Extinguishment requires knowledge of the product, adequate quantities of agent, equipment to deliver it with, the time and manpower to safely initiate the operations, sufficient master stream devices for cooling (possibly unmanned or from protected locations) and the procedures to develop the minimum 500 gpm per tank car.

Withdrawal of all operating emergency response personnel from the scene is necessary when the situation deteriorates or it is deemed too dangerous to approach the scene. All personnel in a 2500-foot radius should be removed and control lines established.

Rapid termination

A new procedure recently introduced by the EPA is called vent and burn. This operation for burning tank cars calls for placing explosive charges on the tank and detonating them. The advantage of this is the immediate removal of the hazardous commodity. Local incident commanders may want to consider exposures and liabilities before consenting to this operation in their community. The report from this operation at Molino, Fla., states that several tanks were destroyed in a rural area 2 miles from the town rather than maintain a week-long evacuation while the tanks burned out. The fireball was 3000 feet high and a quarter-mile in diameter.

From the available alternative operations, the incident commander must select and implement a plan of action. The safest, most feasible and expedient alternative based on evaluation of the situation, resources and the time constraints should be selected.

The scene commander should seek technical advice if necessary but may need to temper the decision with experience and knowledge of local problems. The National Transportation Safety Board reported recently “….The Somerville accident was the latest in a series of hazardous material spills with which local safety officials have had to cope by trial and error.” Guidelines and technical advice from the federal government, the shipper and others were shown in Somerville to be inadequate, inconsistent, and confusing. (See Fire Engineering, June 1981, p. 11.)

The plan of action must be monitored and changed if necessary. Those officers in charge of the various sectors must report to the incident commander on the progress or lack of it. The plan must be altered-if problems develop. Timely reevaluations will be necessary based on the feedback coming into the command post.

Post-incident operations

Once the incident has been secured, the fire department may have to assist in clean-up operations. They may be called upon for manpower, water supply, ventilation equipment for purging, or exposure protection. Although the fire department is not responsible for clean-up, community safety must be considered.
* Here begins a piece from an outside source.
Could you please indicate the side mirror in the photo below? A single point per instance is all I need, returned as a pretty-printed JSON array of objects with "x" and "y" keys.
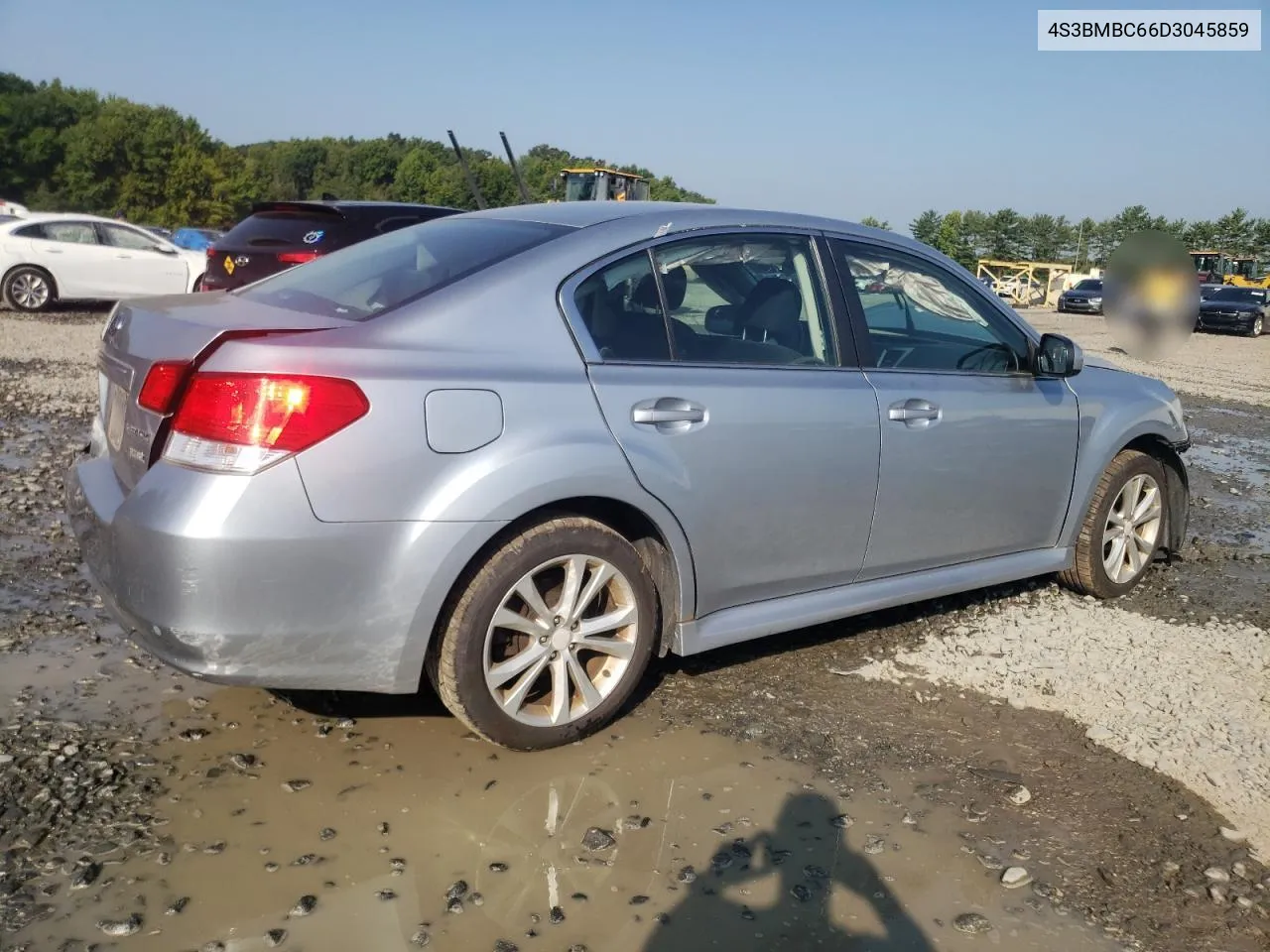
[{"x": 1057, "y": 357}]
Decontamination of fire department equipment, apparatus and personnel may be required. This could include on-site washdown and capturing the runoff for proper disposal. Proper solutions for decontamination may have to be prepared based on advice from the manufacturer. Enclosures for containment of initial washdown runoff, containers for discarded protective clothing, showers for personnel, and fresh clothes could be necessary at the incident site.

A final report should be prepared and a critique held. This will enable those within and outside of the department to benefit from the experience. All actions should be detailed in case of subsequent investigations or litigations. Those actions that were favorable should be commended and considered for inclusion in hazardous material operating procedures. These operations that could be improved should be discussed and recommendations should be made for future incidents. Faulty operations should be pointed out, not in a sense of criticism but to prevent others from making the same mistakes during other incidents.